9. Dezember 2017

Sport ist Mord



Jetzt war ich auch mal Zeuge eines schlimmen Vorfalls, den man sonst nur als Jahresresümee aus dritter Hand nacherzählt bekommt. Wie dazumal, als eine ältere Dame nebst Tochter bei 45 Grad wandern gingen, doch nur die Tochter halb verdurstet zurück kam. Ein Jahr später fand man dann wohl ein Skelett mit Sonnenhut. Das läßt natürlich sofort den Verdacht einer Erbschaft reifen und einen 300seitigen Krimi aus uns herausquellen.

Oder als Juan, der König des Bluetrail, sich zur Weihnachtszeit in den Teide Nationalpark zum Training aufmachte und nie wieder gesehen ward, was eine erkleckliche Romanze offenbarte, da sich das Gerücht hartnäckig hielt, er sei längst bei bei einer anderen Juanita.

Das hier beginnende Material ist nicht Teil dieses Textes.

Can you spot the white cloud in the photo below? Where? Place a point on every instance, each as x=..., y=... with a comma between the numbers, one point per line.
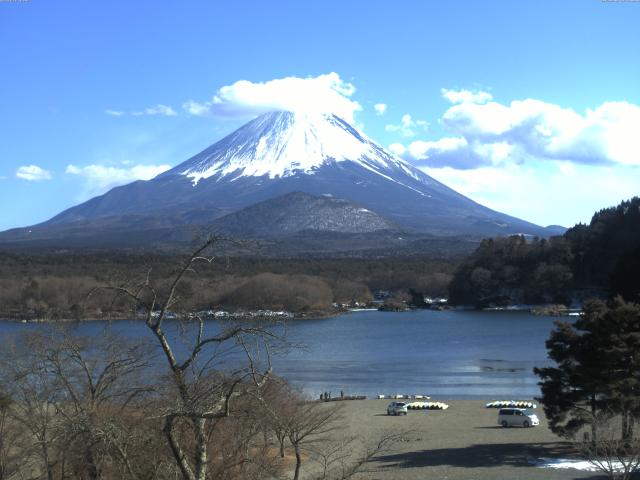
x=380, y=108
x=158, y=109
x=466, y=96
x=100, y=178
x=326, y=93
x=544, y=192
x=527, y=130
x=408, y=126
x=33, y=173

Ich war mit dem lustvollen Planschen fertig, schulterte den Rucksack und machte mich auf Wanderschaft, als ein spanisches Martinshorn die stille der Natur mit Lärm füllte. Einige Zeit später landete ein Hubschrauber direkt an der Küste. Für die hiesigen Medien war es einer der zahlreichen tödlichen Badeunfälle, eine Meldung wert, mehr nicht. Ein Surfer war während der Ausübung seines Sports verstorben. Oder wegen.

Interessant ist nur, was anderntags bereits als Geschichte in Umlauf war. Zwei Surfer seien zusammengkracht, einer schon auf dem Wasser tot, der andere mit dem Hubschrauber ins Krankenhaus geflogen, wo er dann auch verstorben wurde.

Egal, ob einer oder zwei. Die Version mit zwei Toten klingt dramatischer und läßt sich viel besser weitererzählen.

Den Hobbykriminalisten an den Flachbildschirmen im fernen Deutschland seien ein paar Ergänzungen übermittelt. Tot ist tot, könnte man meinen, doch so trivial ist das nicht.

Nun muß ermittelt werden, wer der Tote ist. Das kann sich als schwierig erweisen und Tage dauern, bis alle Surfschulen, Hotels und Privatvermieter abgeklappert wurden, denn auf der Insel gibt es auch etliche Einzelkämpfer. In der Regel kennt man sich zwar, manchmal aber auch nicht.

Dann wäre da noch die Obduktion, um herauszufinden, was zum Tode geführt hat oder haben könnte. Herzkasper, Schwächeanfall oder Überschätzung kämen in Frage. Jämmerliches Ersaufen wäre die Folge. Oder gegen einen Fels gerammelt, Bewußtsein verloren und ersoffen. Es gibt hier etliche Könner, die ohne Helm surfen. Wenn es denn zwei sind, wie in der nacherzählten Geschichte, die bei voller Windgeschwindigkeit aufeinanderkrachen, dann will man gar nicht weiter drüber nachdenken, denn das sind dann locker 60 km/h und mehr.

Vor Jahren half ich mal einer Dame, ihren Kite zu entknoten. Ein anderer war in sie reingekracht. Sie kam nur deswegen mit dem Schrecken davon, weil sie schweinisch gut schwimmen konnte, hat aber trotzdem Stunden gebraucht, den Schrecken zu verarbeiten.

Sei es, wie es gewesen ist. Jedenfalls hat er vor dem Abgang nochmal einen schönen Ritt auf den Wellen gehabt.